Thomas St. Lawrence, also called Thomas Howth (c.1480–1553) was a leading statesman and judge in sixteenth-century Ireland. He held the offices of Attorney General for Ireland and justice of the Court of King's Bench (Ireland) and was a member of the Privy Council of Ireland. He is remembered today mainly for his efforts to save the life of John Alen, Archbishop of Dublin, who was murdered during the Rebellion of Silken Thomas. He was also noted for his opposition to the Reformation. The latter stance led to a bitter clash with the leading Protestant reformer John Bale, Bishop of Ossory. The St Lawrence family were Barons and later Earls of Howth, hence his alternative name, Thomas Howth.

==Background==
He was a younger son of Robert St Lawrence, 3rd Baron Howth. His date of birth and his mother's identity are unclear. His brother Nicholas St Lawrence, 4th Baron Howth, their father's son by his first wife, Alice White, was born around 1460; but Thomas, who was a student in 1503 and still strong and healthy enough to undertake a long journey in 1553, must have been considerably younger. Elrington Ball is therefore probably correct in arguing that Thomas was one of the sons of the 3rd Baron by his second marriage to Joan Beaufort, daughter of Edmund Beaufort, 2nd Duke of Somerset, which took place in 1478. This would put Thomas's birth at around 1480. Joan was a close relative of King Henry VII on his mother's side, which, if Thomas was her son, would help explain his rise to high political office, since the King was always good to his mother's family.

==Early career==
He entered Lincoln's Inn in 1503, and was still a member of the Inn in 1515. He was back in Ireland by 1522 when he stood surety for Gerald FitzGerald, 9th Earl of Kildare, who was suspected of inciting rebellion. He was appointed Attorney General for Ireland in 1532, and second justice of the Court of King's Bench in 1535; he was also Chief Remembrancer of the Exchequer of Ireland (the official with responsibility for arranging the files for the judges to read). He was given a seat on the Irish Privy Council, an unusual honour for a relatively junior judge, and one which suggests that he was held in high regard by the Crown. He married the widowed Margaret Holywood of Artane, and was the guardian of his stepson, the youthful Holywood heir, Nicholas. He was living at Artane Castle when the Silken Thomas rebellion broke out in 1534: the cause of the rebellion was the false report that Silken Thomas' father, the ninth Earl of Kildare, had been executed.

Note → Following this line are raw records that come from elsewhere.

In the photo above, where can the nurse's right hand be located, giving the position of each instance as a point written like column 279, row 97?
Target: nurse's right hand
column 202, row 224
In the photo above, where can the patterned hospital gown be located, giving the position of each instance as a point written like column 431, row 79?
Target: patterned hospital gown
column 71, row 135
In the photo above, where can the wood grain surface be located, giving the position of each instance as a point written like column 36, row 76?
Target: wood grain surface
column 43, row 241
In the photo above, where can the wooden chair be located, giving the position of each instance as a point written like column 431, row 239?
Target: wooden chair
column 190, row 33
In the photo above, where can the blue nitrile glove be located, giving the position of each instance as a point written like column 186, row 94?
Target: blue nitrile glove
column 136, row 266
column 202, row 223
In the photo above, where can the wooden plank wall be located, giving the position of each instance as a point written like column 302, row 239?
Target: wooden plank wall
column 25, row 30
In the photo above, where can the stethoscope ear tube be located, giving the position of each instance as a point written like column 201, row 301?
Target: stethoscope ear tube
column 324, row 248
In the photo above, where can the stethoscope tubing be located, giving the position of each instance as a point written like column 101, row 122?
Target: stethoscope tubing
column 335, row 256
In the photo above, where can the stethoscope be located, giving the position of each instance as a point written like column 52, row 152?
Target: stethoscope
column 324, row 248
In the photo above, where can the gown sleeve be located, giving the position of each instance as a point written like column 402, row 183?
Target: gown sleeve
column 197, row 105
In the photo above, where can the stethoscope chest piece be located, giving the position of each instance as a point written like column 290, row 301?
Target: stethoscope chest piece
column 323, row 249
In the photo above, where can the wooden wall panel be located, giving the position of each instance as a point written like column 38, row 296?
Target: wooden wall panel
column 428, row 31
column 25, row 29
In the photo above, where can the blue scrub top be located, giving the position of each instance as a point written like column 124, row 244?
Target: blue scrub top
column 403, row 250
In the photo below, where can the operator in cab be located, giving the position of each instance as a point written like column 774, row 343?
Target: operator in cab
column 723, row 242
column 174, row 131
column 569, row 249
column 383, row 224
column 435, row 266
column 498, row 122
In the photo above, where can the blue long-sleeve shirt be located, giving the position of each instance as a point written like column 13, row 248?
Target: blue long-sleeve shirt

==Murder of Archbishop Alen==

Kildare and Archbishop Alen had long been on bad terms; when the rumour of Kildare's death reached Ireland, Alen was accused of arranging his murder (in fact the Earl had died of natural causes). Fearing for his life, the Archbishop tried to flee to England, but his boat ran aground at Clontarf. He sought refuge in Artane Castle, whether because St. Lawrence was a friend of his, or simply because it was the nearest shelter he could find, is unclear. St. Lawrence willingly took him in, but his whereabouts were discovered and he was captured. He was brought before Silken Thomas who gave the ambiguous order in the Irish language Beir uaim an bodach ("take this fellow away") whereupon his followers, John Teeling and Nicholas Wafer, killed the Archbishop. Whether Silken Thomas intended to have Alen killed has never been clear, but no harm came to St. Lawrence for sheltering him. St. Lawrence was one of those later entrusted with putting down the rebellion.

==Later controversies==
He was opposed to the Reformation, but like many of the Anglo-Irish nobility, he was eventually persuaded of the advantages which would flow from the Suppression of the Monasteries, and he served on the commission for their suppression in 1541. He was one of the original lessees of the King's Inn and signed the petition for the title to the property to be transferred to the lessees in 1542. He resigned as Remembrancer in 1544 and received a pension for his services, but he remained on the Privy Council. He received thanks from the Government of Edward VI for his faithful and diligent service in 1547.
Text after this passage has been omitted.